3. Oh Bro! None about this flower

267 28 0
                                    

Saura tiba di rumahnya pada pukul 7 malam. Ia memakirkan mobilnya agak jauh dari perkarangan rumah karena di depan rumahnya persis, banyak sekali motor terparkir.

Kebetulan malam ini keluarganya mengadakan pengajian untuk mendo'akan kelancaran pernikahan Aliyah yang akan dilaksanakan minggu depan.

Sudah dipastikan rumahnya kedatangan banyak orang. Mungkin setengah diantaranya merupakan teman-teman Aliyah.

Sebab pengajian sudah dimulai dan ruang tamu dipenuhi banyak orang, Saura jadi bingung untuk masuk ke rumah. Sementara rumahnya tidak dilengkapi dengan pintu dari sisi lainnya. Ia menghela napas. Satu-satunya cara adalah dengan duduk di kursi yang ada di garasi.

Beberapa lelaki duduk di depan, termasuk Jiel yang bukannya ikut mengaji malah sibuk mengobrol dengan teman-temannya Aliyah.

Saura tak menyapa. Gadis itu meluruskan matanya ke ponsel dan duduk di kursi.

"Eh Tante Ura udah dateng." sahut Kak Sisil, kakak iparnya yang merupakan istri kakak pertamanya, Kak Alden. Wanita beranak satu itu tengah menggendong seorang bayi perempuan di dekapannya. Tentu saja itu anaknya.

"Omaygad cantiknya Tanteee!" sambut Saura dengan riang dan langsung mengambil alih Raya, nama keponakannya. Pemegang tahta sebagai cucu pertama di keluarganya.

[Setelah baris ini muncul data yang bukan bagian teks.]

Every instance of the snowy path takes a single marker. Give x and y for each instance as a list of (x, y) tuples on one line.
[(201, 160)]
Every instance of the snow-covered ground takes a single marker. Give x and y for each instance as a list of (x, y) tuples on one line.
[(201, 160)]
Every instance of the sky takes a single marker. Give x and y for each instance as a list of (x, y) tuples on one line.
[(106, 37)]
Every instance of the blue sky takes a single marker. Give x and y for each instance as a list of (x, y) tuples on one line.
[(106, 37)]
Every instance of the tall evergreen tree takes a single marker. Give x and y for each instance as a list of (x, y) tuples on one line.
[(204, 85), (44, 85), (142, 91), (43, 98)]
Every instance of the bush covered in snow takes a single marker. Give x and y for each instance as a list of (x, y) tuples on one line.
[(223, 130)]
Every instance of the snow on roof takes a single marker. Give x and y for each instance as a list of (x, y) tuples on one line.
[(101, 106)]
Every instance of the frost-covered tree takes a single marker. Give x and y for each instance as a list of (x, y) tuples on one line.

"Kamu baru balik, Ra." ucap Kak Sisil basa-basi.

Saura mengangguk sembari mengangkat bayi berumur 7 bulan itu ke udara, "iya, Kak. Biasa jam segini, kok."

"Kakak mau bantu-bantu tapi nggak bisa lewat ruang tamu." kata Kak Sisil sambil melongok ke dalam.

"Emangnya Kakak baru dateng?" tanya Saura seraya menciumi pipi gembul Raya.

"Iya, tadi Mas Alden pulang sore banget. Jadinya kita baru sampe, deh."

Saura mengangguk paham. "Iya, aku juga mau masuk nggak bisa nih. Nggak enak."

"Bun, dipanggil Mama, tuh." celetuk Kak Alden yang baru datang entah dari mana. Kak Sisil mengangguk. Lalu mengambil alih Raya dari tangan Saura dan berlalu untuk menghampiri Mama.

Tinggallah Saura dan Kak Alden yang kini duduk di kursi sebelahnya Saura.

"Ra."

"Oit," respons Saura ketika Kakak sulungnya memanggil.

"Kamu ikhlas dilangkahin Aliyah?"

"Nggak."

Kak Alden sontak menoleh ke arah sang adik. Saura tertawa-tawa setelah menjawab pertanyaan Kakaknya.

"Asal dikasih wuling air ev warna pink!" timpal Saura, masih sambil tertawa-tawa. "Tiga ratus juta nggak berat bagi Aliyah dan Farza deh, Kak."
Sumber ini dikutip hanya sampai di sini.